Moving on to happier subjects, last week the rehabilitation of the McAndrews-Barnum Block in Medford began, as these things usually do, by removing the nasty alterations of some previous era. In this case it was the 1970s, a projecting green Darth Vader-style hood. We struck signage! Actually we struck a painted wall graphic, proclaiming the site as the location of "W.A. Kinney," or at least Mr. Kinney's unknown establishment.
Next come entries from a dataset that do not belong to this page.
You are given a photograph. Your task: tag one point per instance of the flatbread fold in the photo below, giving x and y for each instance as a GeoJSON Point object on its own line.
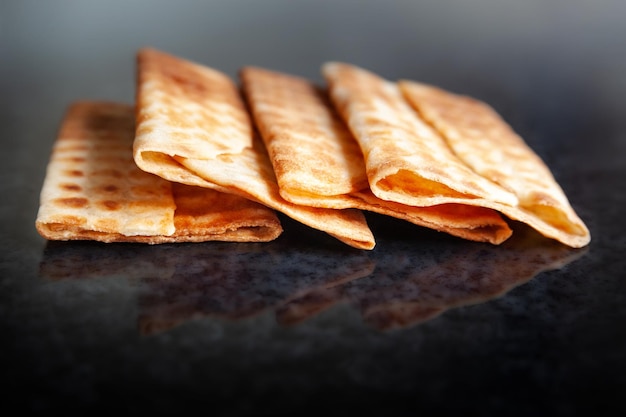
{"type": "Point", "coordinates": [93, 190]}
{"type": "Point", "coordinates": [481, 139]}
{"type": "Point", "coordinates": [169, 91]}
{"type": "Point", "coordinates": [424, 147]}
{"type": "Point", "coordinates": [318, 162]}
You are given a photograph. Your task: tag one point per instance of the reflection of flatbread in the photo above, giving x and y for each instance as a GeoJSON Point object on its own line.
{"type": "Point", "coordinates": [94, 191]}
{"type": "Point", "coordinates": [318, 162]}
{"type": "Point", "coordinates": [488, 145]}
{"type": "Point", "coordinates": [408, 161]}
{"type": "Point", "coordinates": [168, 92]}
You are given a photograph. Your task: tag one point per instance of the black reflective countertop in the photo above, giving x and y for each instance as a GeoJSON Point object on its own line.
{"type": "Point", "coordinates": [423, 323]}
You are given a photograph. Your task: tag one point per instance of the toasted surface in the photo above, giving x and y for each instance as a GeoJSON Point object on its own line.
{"type": "Point", "coordinates": [186, 109]}
{"type": "Point", "coordinates": [242, 170]}
{"type": "Point", "coordinates": [318, 162]}
{"type": "Point", "coordinates": [407, 161]}
{"type": "Point", "coordinates": [94, 191]}
{"type": "Point", "coordinates": [311, 149]}
{"type": "Point", "coordinates": [488, 145]}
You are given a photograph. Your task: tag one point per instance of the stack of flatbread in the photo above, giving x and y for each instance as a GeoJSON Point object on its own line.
{"type": "Point", "coordinates": [199, 159]}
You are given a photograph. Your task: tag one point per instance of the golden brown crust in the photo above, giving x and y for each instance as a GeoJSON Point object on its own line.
{"type": "Point", "coordinates": [318, 162]}
{"type": "Point", "coordinates": [94, 191]}
{"type": "Point", "coordinates": [242, 170]}
{"type": "Point", "coordinates": [488, 145]}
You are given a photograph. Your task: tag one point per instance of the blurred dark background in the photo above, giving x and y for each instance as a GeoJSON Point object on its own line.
{"type": "Point", "coordinates": [555, 69]}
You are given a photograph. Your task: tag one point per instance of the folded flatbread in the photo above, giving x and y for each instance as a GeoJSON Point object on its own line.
{"type": "Point", "coordinates": [216, 147]}
{"type": "Point", "coordinates": [318, 162]}
{"type": "Point", "coordinates": [93, 190]}
{"type": "Point", "coordinates": [410, 158]}
{"type": "Point", "coordinates": [489, 146]}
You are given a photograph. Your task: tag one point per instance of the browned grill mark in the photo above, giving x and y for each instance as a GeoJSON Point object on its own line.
{"type": "Point", "coordinates": [109, 205]}
{"type": "Point", "coordinates": [70, 187]}
{"type": "Point", "coordinates": [74, 202]}
{"type": "Point", "coordinates": [107, 173]}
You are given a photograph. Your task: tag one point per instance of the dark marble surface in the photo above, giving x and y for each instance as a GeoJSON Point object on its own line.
{"type": "Point", "coordinates": [423, 323]}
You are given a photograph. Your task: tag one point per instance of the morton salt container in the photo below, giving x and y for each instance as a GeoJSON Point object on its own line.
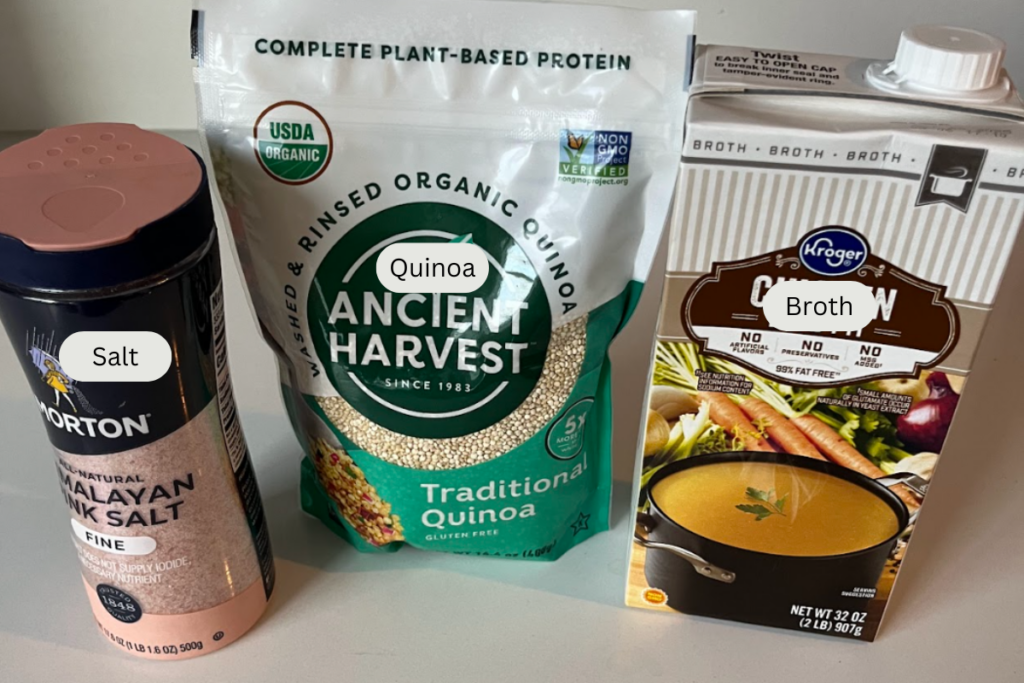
{"type": "Point", "coordinates": [108, 229]}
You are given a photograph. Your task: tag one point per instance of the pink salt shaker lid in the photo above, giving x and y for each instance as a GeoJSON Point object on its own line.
{"type": "Point", "coordinates": [81, 200]}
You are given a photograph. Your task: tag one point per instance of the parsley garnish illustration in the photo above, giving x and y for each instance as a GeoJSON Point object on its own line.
{"type": "Point", "coordinates": [764, 506]}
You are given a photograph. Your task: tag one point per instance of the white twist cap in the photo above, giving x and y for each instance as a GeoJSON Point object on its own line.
{"type": "Point", "coordinates": [946, 59]}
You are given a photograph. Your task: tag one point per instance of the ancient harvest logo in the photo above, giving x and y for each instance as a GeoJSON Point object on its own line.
{"type": "Point", "coordinates": [430, 366]}
{"type": "Point", "coordinates": [833, 251]}
{"type": "Point", "coordinates": [595, 154]}
{"type": "Point", "coordinates": [293, 142]}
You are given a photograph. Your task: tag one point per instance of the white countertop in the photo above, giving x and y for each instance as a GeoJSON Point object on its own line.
{"type": "Point", "coordinates": [956, 614]}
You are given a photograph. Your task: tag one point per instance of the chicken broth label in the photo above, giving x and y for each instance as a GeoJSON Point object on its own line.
{"type": "Point", "coordinates": [875, 232]}
{"type": "Point", "coordinates": [914, 327]}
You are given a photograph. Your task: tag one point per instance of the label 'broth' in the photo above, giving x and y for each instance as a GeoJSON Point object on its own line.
{"type": "Point", "coordinates": [776, 509]}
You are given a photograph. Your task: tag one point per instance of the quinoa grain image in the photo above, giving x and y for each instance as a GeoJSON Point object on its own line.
{"type": "Point", "coordinates": [356, 499]}
{"type": "Point", "coordinates": [561, 368]}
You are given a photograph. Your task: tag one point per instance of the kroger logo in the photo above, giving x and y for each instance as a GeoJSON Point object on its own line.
{"type": "Point", "coordinates": [833, 251]}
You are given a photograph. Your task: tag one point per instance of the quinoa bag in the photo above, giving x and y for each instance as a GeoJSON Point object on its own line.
{"type": "Point", "coordinates": [548, 136]}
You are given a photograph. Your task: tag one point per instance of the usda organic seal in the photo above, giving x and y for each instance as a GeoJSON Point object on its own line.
{"type": "Point", "coordinates": [293, 142]}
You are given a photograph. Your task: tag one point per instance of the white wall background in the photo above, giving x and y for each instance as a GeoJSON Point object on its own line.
{"type": "Point", "coordinates": [70, 60]}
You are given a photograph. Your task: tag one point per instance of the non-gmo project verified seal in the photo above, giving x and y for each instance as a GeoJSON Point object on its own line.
{"type": "Point", "coordinates": [594, 156]}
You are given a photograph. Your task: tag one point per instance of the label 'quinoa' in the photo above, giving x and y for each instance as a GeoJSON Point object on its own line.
{"type": "Point", "coordinates": [474, 423]}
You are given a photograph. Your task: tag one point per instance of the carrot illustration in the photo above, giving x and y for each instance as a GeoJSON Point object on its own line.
{"type": "Point", "coordinates": [780, 429]}
{"type": "Point", "coordinates": [726, 415]}
{"type": "Point", "coordinates": [840, 452]}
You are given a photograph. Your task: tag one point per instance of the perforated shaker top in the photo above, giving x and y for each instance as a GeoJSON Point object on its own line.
{"type": "Point", "coordinates": [98, 205]}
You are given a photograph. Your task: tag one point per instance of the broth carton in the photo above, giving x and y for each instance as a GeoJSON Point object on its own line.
{"type": "Point", "coordinates": [781, 473]}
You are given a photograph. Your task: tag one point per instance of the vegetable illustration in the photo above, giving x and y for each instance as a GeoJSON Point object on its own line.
{"type": "Point", "coordinates": [764, 506]}
{"type": "Point", "coordinates": [906, 386]}
{"type": "Point", "coordinates": [923, 464]}
{"type": "Point", "coordinates": [775, 416]}
{"type": "Point", "coordinates": [841, 453]}
{"type": "Point", "coordinates": [672, 401]}
{"type": "Point", "coordinates": [656, 434]}
{"type": "Point", "coordinates": [781, 430]}
{"type": "Point", "coordinates": [926, 424]}
{"type": "Point", "coordinates": [726, 414]}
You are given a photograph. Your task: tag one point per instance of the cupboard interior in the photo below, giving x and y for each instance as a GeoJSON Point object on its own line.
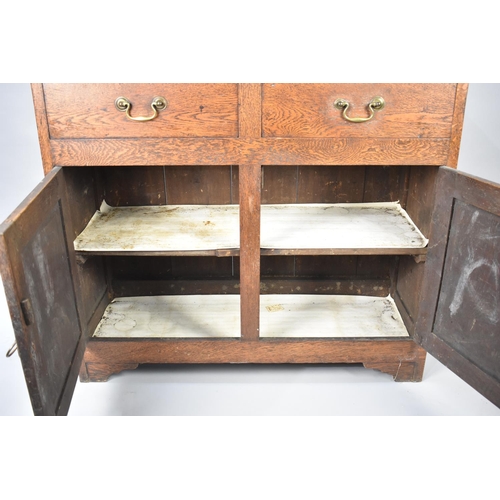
{"type": "Point", "coordinates": [181, 274]}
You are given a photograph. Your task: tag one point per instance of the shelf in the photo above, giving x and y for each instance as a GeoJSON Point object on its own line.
{"type": "Point", "coordinates": [342, 228]}
{"type": "Point", "coordinates": [167, 229]}
{"type": "Point", "coordinates": [298, 229]}
{"type": "Point", "coordinates": [171, 316]}
{"type": "Point", "coordinates": [281, 316]}
{"type": "Point", "coordinates": [329, 316]}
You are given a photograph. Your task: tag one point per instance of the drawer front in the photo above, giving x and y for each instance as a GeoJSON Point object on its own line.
{"type": "Point", "coordinates": [87, 111]}
{"type": "Point", "coordinates": [307, 110]}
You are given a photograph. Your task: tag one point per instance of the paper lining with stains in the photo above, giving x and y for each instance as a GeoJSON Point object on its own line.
{"type": "Point", "coordinates": [340, 225]}
{"type": "Point", "coordinates": [213, 227]}
{"type": "Point", "coordinates": [330, 316]}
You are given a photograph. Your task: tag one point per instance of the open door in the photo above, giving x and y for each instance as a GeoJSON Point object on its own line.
{"type": "Point", "coordinates": [36, 272]}
{"type": "Point", "coordinates": [459, 318]}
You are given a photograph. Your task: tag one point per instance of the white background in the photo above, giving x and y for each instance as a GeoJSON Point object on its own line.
{"type": "Point", "coordinates": [255, 457]}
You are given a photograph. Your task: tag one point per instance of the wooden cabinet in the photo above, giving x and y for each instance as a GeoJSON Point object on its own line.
{"type": "Point", "coordinates": [252, 224]}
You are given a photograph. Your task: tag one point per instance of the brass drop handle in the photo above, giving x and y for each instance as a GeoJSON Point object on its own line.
{"type": "Point", "coordinates": [157, 104]}
{"type": "Point", "coordinates": [376, 104]}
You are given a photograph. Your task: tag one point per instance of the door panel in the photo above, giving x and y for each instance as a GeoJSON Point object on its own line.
{"type": "Point", "coordinates": [36, 270]}
{"type": "Point", "coordinates": [459, 321]}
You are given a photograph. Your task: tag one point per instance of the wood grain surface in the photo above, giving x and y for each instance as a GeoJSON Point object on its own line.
{"type": "Point", "coordinates": [307, 110]}
{"type": "Point", "coordinates": [84, 111]}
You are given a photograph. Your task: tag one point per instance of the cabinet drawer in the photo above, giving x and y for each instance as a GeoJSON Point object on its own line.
{"type": "Point", "coordinates": [307, 110]}
{"type": "Point", "coordinates": [78, 111]}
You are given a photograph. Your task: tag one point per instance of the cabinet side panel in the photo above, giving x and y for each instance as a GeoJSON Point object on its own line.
{"type": "Point", "coordinates": [90, 276]}
{"type": "Point", "coordinates": [421, 193]}
{"type": "Point", "coordinates": [457, 124]}
{"type": "Point", "coordinates": [134, 186]}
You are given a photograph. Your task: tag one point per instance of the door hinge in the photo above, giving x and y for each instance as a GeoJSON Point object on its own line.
{"type": "Point", "coordinates": [27, 312]}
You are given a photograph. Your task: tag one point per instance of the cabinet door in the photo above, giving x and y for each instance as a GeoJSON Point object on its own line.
{"type": "Point", "coordinates": [459, 319]}
{"type": "Point", "coordinates": [36, 271]}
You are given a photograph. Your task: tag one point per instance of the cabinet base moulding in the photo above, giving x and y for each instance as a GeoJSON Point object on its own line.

Signs like this, those that keep reappearing, are known as Ghost Signs. Usually that refers to their reappearance, no matter how many layers of paint applied over them,  as the result of the incredibe durability of White Zinc-based (er, lead) paint).  Old signs in particular (all signs in particular) use a very high quality paint material and so they survive for decade after decade, below inferior product that weathers away. When old signs are in favor (as is recently the case) ghost signs sometimes get a little help, as in a sign in Jacksonville, Oregon that benefited from the occasional tooth brush removal of its covering layer (but that's another story).
   
Nobody seems to be able to figure out what Mr. Kinney was selling on Main Street in downtown Medford but, from the look of the sign, I would venture that he was doing so around 1900. No person of that name shows in the 1910 city directory so Kinney's sign has certainly hung around far longer than the business it advertised.
 
We probably can't leave the sign exposed as part of this project but we will be sure to encapsulate it in a way that will allow the next remodelers of the McAndrews-Barnum Block to enjoy a small discovery too. Mr. Kinney's sign isn't bothering anyone, and we can let it go back into hiding to reappear and surprise somebody else in fifty years.  In the meantime it's sort of fun to see how merchants hawked their wares in the pre-electric era.

 
Last month another project, the Cooley-Neff Warehouse, also struck "sign."  This one, I hope, will remain exposed.  It announces the building as the home of "Mason-Erhman Co.   Wholesale Grocers."  They were the first occupants of the building, in the mid-1920s.